Here’s a brief overview of 2008 in handy list form. I love lists. I bought something like 50 of those Book of Lists books.

Personal

  • I was told in April I was pre-diabetic and had to lose weight, exercise more and change my diet
  • I bought a bike in July and ride it to work every day  (when it isn’t snowing all the damn time)
  • I stopped eating junk food and fast food; in June I weighed 187.5 pounds. I now weight 151 pounds.
  • I wrote and completed more fiction than I have in many years (five complete short stories plus assorted fragments)
  • I got new glasses. Hooray for no more scratched lenses!

The World

  • Stephen Harper decided we needed yet another election and he needed one of them fancy majority governments. We got the election, he did not get his majority. He then turned around and gave the opposition parties a big “screw you!”, prompting them to form a coalition that the Bloc said it would support for 18 months. Harper then went to the governor-general and said, “Hey, I’d really like to stay in power. Can I suspend Parliament for two months, even though we are in the middle of the worst economic situation the world has faced in 80 years?” The governor-general gave him the OK, so we are awaiting the budget on January 27th with the proverbial bated breath.
  • Stephane Dion resigned early as Liberal leader, becoming the only Liberal leader to never go on to be Prime Minster. He was replaced in a quick ‘n dirty leadership “review” by a unibrow named Michael Ignatieff. Ignatieff has spent most of the last 20 years living outside of Canada. This surprisingly may work to his benefit.
  • Two byelections in BC result in two NDP wins. No surprise, the governing party almost always loses. The BC Liberals install their carbon tax and everyone pretty much agrees they hate it. Gordon Campbell looks more and more like a cranky old high school teacher.
  • In the U.S. John McCain goes off the rails and incessantly negative in his campaign for president, choosing an airhead governor as his running mate. Sarah Palin proves to be a gold mine (or perhaps more appropriately, a gushing oil well) for comedians as she keeps saying the darndest things. Barack Obama runs a very slick, well-organized campaign and cruises to a fairly easy win, becoming America’s first black president.
  • The year ends with Bush getting shoes thrown at him by an Iraqi journalist. So much for boquets of flowers. Bush nimbly ducks the shoes, earning respect in a way no one could have predicted.
  • Ice shelves continue to collapse.
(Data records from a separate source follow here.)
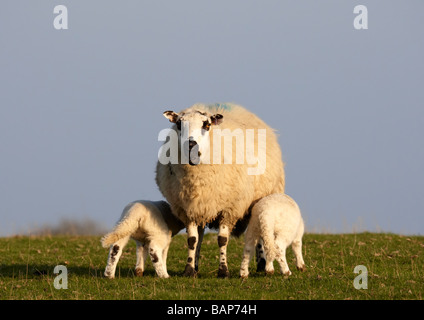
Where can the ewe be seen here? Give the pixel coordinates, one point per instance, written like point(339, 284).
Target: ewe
point(151, 225)
point(277, 219)
point(218, 182)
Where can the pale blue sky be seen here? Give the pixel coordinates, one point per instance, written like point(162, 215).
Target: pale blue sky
point(81, 109)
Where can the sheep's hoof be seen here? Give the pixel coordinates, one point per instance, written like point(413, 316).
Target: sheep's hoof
point(302, 268)
point(223, 271)
point(138, 272)
point(269, 273)
point(261, 265)
point(189, 271)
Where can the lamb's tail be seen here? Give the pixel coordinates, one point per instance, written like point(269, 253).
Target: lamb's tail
point(266, 223)
point(124, 228)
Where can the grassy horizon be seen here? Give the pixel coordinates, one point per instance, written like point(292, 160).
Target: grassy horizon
point(394, 264)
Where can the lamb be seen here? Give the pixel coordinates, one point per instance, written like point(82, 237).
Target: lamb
point(151, 224)
point(210, 187)
point(277, 219)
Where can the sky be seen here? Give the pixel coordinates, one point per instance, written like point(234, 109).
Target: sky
point(81, 108)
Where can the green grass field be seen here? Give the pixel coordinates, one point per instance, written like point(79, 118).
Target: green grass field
point(394, 263)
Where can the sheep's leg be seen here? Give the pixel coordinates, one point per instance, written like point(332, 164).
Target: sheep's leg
point(141, 253)
point(115, 252)
point(260, 256)
point(201, 231)
point(281, 257)
point(192, 236)
point(249, 246)
point(297, 249)
point(156, 255)
point(223, 236)
point(165, 254)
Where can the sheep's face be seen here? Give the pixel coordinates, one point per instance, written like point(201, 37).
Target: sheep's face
point(193, 131)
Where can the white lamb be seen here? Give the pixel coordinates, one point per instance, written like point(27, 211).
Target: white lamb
point(277, 219)
point(151, 225)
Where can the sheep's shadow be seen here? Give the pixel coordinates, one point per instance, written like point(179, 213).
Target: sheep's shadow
point(47, 270)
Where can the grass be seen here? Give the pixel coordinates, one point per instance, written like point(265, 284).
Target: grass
point(394, 263)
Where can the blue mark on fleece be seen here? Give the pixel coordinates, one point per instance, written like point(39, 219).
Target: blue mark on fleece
point(221, 106)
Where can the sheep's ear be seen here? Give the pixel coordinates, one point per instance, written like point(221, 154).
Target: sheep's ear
point(217, 119)
point(171, 116)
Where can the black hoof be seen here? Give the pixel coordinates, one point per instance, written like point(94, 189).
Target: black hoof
point(223, 271)
point(189, 271)
point(261, 265)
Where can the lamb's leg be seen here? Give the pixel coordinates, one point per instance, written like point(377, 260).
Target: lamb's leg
point(201, 232)
point(223, 236)
point(192, 236)
point(156, 255)
point(260, 256)
point(115, 252)
point(141, 253)
point(249, 246)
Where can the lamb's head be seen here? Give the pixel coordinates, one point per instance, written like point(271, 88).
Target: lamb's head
point(193, 131)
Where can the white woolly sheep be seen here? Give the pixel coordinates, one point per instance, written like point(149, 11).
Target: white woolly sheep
point(151, 225)
point(277, 219)
point(211, 186)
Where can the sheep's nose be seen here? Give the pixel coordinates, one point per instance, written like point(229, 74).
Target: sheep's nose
point(192, 144)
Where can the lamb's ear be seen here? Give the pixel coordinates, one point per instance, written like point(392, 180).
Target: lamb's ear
point(217, 119)
point(171, 116)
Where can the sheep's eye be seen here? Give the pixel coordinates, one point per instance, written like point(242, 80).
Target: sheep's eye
point(206, 125)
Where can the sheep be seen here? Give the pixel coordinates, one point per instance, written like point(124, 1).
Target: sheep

Global warming, a new ice age — clearly Mother Nature has something up her sleeve and I have a feeling we ain’t gonna like it
  • No space shuttles blew up
  • Vancouver gets about 10 feet of snow, I roughly estimate

Entertainment

  • I score 1 out of 10 on an MSNBC entertainment quiz. I guess I’m a bit out of the loop now.
  • Heath Ledger is really good as The Joker in The Dark Knight. For once the hype matches the reality. Shame about his accidental overdose.
  • iTunes is going DRM-free which is great. Most new songs will now be $1.29 instead of 99 cents. This is not so great. Catalogue songs will be as low as 69 cents, though, so in the end I declare all of this Good.
  • I can’t think of anything else noteworthy. I’m actually blanking on what movie won Best Picture this year.
  • My 27″ Sony Wega is officially obsolete. This gigantic CRT is like a huge paperweight I can’t get rid of. I never watch TV.

Sports

  • The Canucks roar out of the gate until Luongo pulls his groin. Nearly two months later, they have played a little under .500 hockey, but have 98-year old Mats Sundin in the line-up now to shore up offense. Things should improve when Luongo returns. Whenever that is.

I’ll add more as I reflect back on the momentous year that was 2008. Maybe!